Data Completeness – Another Foundational Element of Data Quality

I’ve shared thoughts on data consistency and next it’s time to talk about a related topic – data completeness. As a Product Leader, it’s important to put a visionary plan in place to increase the completeness of data over time. Data completeness ensures that every necessary piece of information is present in the dataset. Outline which data is most essential and what can be missing without compromising the usefulness and trustworthiness of your data set. Define this at the beginning of your project.
Your customer master provides a great example of the importance of data completeness. When assessing your business opportunity having complete customer information (enterprise business hierarchies, sales volume, market focus etc.) for each enterprise ensures that analysis can accurately reflect the diverse characteristics of each segment your solutions serve and allows for better product feature targeting. For instance, if the actual parent/child relationships of business partnerships are not understood, conclusions drawn about price and sales connect rates might not be applicable. If a CRM unintentionally duplicates customer records, or fails to identify which sub-companies are part of an enterprise, the number of target customers can be over- or understated.
There are multiple approaches to consider for achieving data completeness ranging from attribute and record-level approaches to data sampling and data profiling to surface metadata about your data. You can use profiling to analyze patterns, distributions, and missing value frequencies within your data sets. As the scale and diversity of data ingestion grows, more automation is needed. Support your team to implement data observability capabilities that leverage historical patterns to detect incomplete data (like when 10 million rows turn into 1 million during a cloud migration) and establish alerts based on rules and thresholds. This allows the team to be proactive in addressing issues before customers notice data as incomplete.
Another automation approach is to visualize how data is collected and how it moves through the system. This is called data lineage. Once implemented, data lineage helps operational and engineering teams understand and monitor upstream and downstream data dependencies.

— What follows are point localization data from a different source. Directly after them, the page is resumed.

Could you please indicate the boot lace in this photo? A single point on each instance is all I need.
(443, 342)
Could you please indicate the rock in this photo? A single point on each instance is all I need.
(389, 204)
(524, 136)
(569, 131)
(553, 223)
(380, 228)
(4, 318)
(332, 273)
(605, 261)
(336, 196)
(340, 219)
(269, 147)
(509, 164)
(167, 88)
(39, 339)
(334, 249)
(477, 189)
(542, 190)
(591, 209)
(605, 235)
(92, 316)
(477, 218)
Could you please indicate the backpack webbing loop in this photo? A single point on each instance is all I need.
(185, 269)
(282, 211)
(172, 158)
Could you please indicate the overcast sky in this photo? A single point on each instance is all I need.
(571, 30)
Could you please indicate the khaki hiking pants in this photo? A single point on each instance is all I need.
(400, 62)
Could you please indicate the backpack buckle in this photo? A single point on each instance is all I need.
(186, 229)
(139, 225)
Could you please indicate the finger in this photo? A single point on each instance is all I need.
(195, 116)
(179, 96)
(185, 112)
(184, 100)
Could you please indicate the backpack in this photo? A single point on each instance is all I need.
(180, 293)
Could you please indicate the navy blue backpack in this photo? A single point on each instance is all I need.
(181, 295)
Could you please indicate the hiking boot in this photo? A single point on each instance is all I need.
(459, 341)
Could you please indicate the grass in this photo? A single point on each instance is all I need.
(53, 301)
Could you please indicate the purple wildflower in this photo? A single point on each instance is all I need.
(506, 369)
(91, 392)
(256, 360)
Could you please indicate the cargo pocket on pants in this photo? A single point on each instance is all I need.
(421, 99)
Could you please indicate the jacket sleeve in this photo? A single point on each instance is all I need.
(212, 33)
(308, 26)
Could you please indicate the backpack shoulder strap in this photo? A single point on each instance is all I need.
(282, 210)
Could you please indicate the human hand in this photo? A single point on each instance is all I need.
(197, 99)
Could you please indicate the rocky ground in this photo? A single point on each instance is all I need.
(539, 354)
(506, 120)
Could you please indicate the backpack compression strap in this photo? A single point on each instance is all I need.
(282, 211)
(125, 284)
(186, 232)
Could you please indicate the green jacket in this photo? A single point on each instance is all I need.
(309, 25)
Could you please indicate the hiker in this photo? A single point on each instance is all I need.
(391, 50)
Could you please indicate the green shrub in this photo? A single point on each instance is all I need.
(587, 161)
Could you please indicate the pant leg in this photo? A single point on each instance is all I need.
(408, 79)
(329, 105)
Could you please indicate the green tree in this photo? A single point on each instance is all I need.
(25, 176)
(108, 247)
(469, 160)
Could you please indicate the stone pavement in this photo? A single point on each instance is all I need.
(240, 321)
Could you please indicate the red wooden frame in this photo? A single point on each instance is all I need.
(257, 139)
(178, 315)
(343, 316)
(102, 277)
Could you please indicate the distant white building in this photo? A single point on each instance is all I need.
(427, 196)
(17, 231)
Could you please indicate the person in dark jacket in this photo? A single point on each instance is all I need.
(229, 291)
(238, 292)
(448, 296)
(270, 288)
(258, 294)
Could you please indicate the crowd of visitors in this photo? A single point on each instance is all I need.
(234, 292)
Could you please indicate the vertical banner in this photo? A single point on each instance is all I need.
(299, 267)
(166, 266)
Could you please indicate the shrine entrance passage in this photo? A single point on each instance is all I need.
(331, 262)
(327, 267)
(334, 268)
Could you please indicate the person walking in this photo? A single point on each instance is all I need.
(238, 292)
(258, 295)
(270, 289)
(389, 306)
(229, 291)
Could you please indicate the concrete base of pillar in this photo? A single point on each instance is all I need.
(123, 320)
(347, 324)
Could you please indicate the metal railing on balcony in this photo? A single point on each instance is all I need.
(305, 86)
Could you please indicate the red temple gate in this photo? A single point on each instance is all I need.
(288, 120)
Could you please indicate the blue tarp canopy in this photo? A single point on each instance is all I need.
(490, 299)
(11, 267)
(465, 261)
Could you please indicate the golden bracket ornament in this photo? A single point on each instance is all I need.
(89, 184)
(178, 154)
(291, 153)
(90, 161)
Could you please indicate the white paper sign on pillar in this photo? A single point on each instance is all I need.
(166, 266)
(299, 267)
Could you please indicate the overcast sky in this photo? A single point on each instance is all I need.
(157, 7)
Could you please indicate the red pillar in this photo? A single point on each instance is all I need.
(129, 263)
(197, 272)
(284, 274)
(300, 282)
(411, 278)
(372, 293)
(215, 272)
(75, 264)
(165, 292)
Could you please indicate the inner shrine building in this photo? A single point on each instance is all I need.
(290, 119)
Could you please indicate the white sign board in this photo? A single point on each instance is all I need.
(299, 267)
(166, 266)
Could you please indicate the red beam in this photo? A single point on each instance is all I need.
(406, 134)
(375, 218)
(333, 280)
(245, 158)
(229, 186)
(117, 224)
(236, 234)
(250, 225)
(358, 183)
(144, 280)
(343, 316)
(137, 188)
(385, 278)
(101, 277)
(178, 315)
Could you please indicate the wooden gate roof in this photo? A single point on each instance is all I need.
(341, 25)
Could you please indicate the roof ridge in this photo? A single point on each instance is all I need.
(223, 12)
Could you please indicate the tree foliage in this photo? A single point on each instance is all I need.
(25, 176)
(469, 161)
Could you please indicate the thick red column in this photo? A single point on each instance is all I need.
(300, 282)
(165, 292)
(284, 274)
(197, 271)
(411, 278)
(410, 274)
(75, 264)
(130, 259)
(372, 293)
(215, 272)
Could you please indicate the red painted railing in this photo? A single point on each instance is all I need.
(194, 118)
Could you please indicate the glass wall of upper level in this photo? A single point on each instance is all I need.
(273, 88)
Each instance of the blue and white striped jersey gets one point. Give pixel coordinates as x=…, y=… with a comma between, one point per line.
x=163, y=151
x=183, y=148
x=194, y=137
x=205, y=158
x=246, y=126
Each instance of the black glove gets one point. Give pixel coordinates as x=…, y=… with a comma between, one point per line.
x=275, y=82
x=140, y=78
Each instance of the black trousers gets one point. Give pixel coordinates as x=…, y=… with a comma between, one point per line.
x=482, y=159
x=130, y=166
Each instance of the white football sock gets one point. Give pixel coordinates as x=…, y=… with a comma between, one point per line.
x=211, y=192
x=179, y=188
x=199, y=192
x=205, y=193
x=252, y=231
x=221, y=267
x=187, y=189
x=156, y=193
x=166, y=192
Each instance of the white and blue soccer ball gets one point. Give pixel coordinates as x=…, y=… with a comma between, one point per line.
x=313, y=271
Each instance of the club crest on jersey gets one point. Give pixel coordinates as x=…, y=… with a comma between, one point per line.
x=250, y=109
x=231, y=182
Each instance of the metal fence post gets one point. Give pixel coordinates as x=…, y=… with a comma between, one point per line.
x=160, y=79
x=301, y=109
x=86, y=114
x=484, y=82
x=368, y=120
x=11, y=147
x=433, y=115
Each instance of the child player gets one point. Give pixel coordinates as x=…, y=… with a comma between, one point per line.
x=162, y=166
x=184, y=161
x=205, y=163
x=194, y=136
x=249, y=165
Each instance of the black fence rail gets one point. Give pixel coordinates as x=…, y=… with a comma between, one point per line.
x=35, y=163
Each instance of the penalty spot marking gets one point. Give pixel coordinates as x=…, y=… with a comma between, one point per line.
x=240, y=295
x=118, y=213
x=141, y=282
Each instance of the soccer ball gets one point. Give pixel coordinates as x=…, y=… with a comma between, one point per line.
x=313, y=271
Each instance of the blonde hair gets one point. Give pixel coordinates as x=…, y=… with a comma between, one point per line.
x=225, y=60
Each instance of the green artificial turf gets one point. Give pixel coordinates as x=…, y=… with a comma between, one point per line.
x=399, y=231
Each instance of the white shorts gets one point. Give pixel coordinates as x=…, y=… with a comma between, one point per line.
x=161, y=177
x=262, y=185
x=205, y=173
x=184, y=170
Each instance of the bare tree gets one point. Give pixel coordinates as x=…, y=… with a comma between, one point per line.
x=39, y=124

Producing data lineage requires identifying your data assets, tracking those assets starting with ingestion sources, documenting all those sources, mapping the path of data as it moves through various pipelines and transforms, and finally pinpointing where the data is being served up in reports and across portfolio products.
As a Product Leader, it’s easy to be enticed into focusing on product features and functions while over-looking the importance of setting up the team to support on-going growth and success. Just as there are minimum viable product features for product users, there are minimum viable features for the architecture. Ensure you leave enough engineering bandwidth in your development plan to build a foundation of data quality that can be extended and enhanced as your data offerings are adopted. You’ll be most effective if you lay out a long-term product vision that will demand the rigor of enterprise-class data quality from the get-go – another benefit is your engineers will be excited, too!